The group said it would proceed with a test--of specifically what vaccine was not clear--with or without government approval.
Tests of a vaccine would involve injecting a live, but weakened, version of the HIV virus to stimulate the body’s natural defenses. The vaccines that prevent measles, mumps, rubella, polio and yellow fever all have been derived from such live viruses.
But, without further studies, scientists worry that injection of a live, weakened HIV virus could lead to infection rather than a protective response.
The group claims that there is a vaccine to be tested, the human counterpart of a weakened vaccine tested in monkeys. Dr. Donald Desrosiers of Harvard University first produced a weakened strain of the monkey analog of HIV--called simian immunodeficiency virus, or SIV. Two monkeys immunized with the weakened virus in 1989 are alive and well, despite being exposed to massive doses of SIV.
Desrosiers has subsequently developed a weakened version of the human AIDS virus similar in design to the monkey vaccine. Desrosiers has called for human tests of that vaccine, but other scientists have raised ethical concerns.
Critics fear that the mutated virus may be able to regain its full strength in humans and cause AIDS. HIV, furthermore, is a retrovirus, a class of viruses that is known to cause cancer. Opponents argue that the risks of long-term exposure to even a weakened retrovirus are too high to justify the use of such a vaccine.
The proposed Harvard vaccine is markedly different from other AIDS vaccines now being studied. None of those has the live virus. They all incorporate one or more viral proteins, particularly those found on the surface of HIV, in hopes of stimulating immunity without the risk of infection.
But none of those vaccines provokes a strong immune response. In other diseases, moreover, the best protection has been provided by vaccines containing weakened live viruses, such as those for measles, tuberculosis and polio.
For the moment, at least, most researchers believe that tests of a live-virus HIV vaccine are simply too risky.
The Food and Drug Administration, which ultimately would be responsible for licensing any vaccine used in the United States, was reluctant to comment.
FDA spokeswoman Ivy Kupec said: “You can say it’s risky with a live virus, but if the trial design was a good one, I don’t think the FDA would want to stop that from happening. They haven’t been told they can’t by us.”
As explained by researchers, development of vaccines is a lengthy process involving science, art and luck. No viral vaccine has been developed in fewer than two years, Haynes Sheppard, a researcher with the California Department of Health Services, has said.

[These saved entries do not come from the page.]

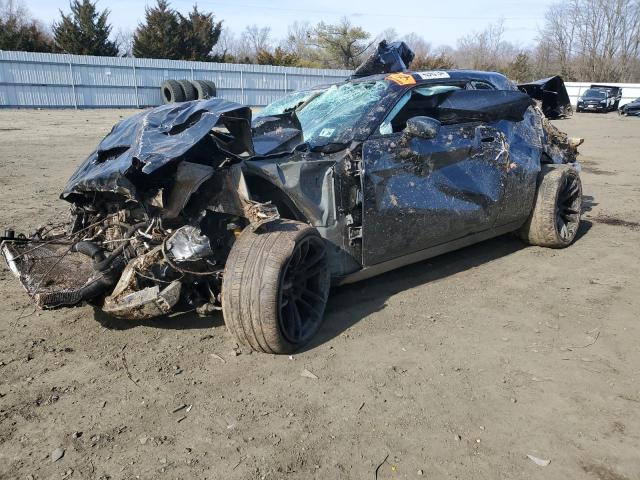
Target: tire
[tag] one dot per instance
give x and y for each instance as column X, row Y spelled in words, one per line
column 262, row 287
column 188, row 90
column 212, row 88
column 555, row 217
column 203, row 89
column 172, row 92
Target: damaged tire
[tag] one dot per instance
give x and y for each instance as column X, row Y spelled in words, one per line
column 188, row 89
column 275, row 286
column 555, row 217
column 172, row 92
column 204, row 89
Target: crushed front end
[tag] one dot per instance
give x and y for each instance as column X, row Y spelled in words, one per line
column 154, row 212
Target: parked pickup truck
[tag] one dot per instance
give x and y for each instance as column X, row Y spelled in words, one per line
column 599, row 98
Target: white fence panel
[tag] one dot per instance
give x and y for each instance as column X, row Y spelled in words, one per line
column 630, row 91
column 49, row 80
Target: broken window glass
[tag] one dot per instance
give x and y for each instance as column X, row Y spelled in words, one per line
column 333, row 115
column 286, row 104
column 410, row 105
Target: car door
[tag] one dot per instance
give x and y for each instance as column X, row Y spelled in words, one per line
column 421, row 192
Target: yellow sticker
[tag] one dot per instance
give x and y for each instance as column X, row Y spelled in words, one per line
column 401, row 79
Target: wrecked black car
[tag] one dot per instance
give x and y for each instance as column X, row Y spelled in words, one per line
column 199, row 206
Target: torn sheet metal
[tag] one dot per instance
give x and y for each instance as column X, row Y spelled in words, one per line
column 188, row 244
column 73, row 272
column 425, row 192
column 135, row 296
column 461, row 106
column 207, row 131
column 157, row 207
column 388, row 58
column 552, row 94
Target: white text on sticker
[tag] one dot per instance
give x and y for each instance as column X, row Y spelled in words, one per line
column 432, row 75
column 326, row 132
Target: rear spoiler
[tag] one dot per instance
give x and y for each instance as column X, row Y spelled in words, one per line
column 552, row 93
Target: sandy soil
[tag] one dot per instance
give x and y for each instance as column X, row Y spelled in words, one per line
column 458, row 367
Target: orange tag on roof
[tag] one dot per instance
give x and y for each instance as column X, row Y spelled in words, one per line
column 401, row 79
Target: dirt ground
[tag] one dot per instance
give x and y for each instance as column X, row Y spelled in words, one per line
column 458, row 367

Although dozens of potential products are under scrutiny, none has proved compelling enough for a large-scale trial, in which tens of thousands of high-risk individuals would be studied to determine whether a vaccine actually would protect them against infection.
The focus of the Chicago group’s offer is the vaccine that appears to protect monkeys from SIV, the primate equivalent of HIV. But researchers say the laboratory virus strain to which the monkeys were exposed is not necessarily like the human strain.
Anthony S. Fauci, the director of the National Institute of Allergy and Infectious Diseases, said the proposal is premature at best.
“It doesn’t do the field any good, given the state of the art, to go ahead and inject 40 or 50 people,” he said. “When you’re talking about trials of vaccines in people, well, it behooves you to behave very favorably in favor of safety. Animal models and test-tube testing has to be undertaken before you put it in a human.
“I commend these people for being altruistic in volunteering for something like this, but as a scientist, I think it’s premature. What would this tell us about safety? It tells us nothing,” Fauci said.
Times medical writer Thomas M. Maugh II contributed to this story from Los Angeles.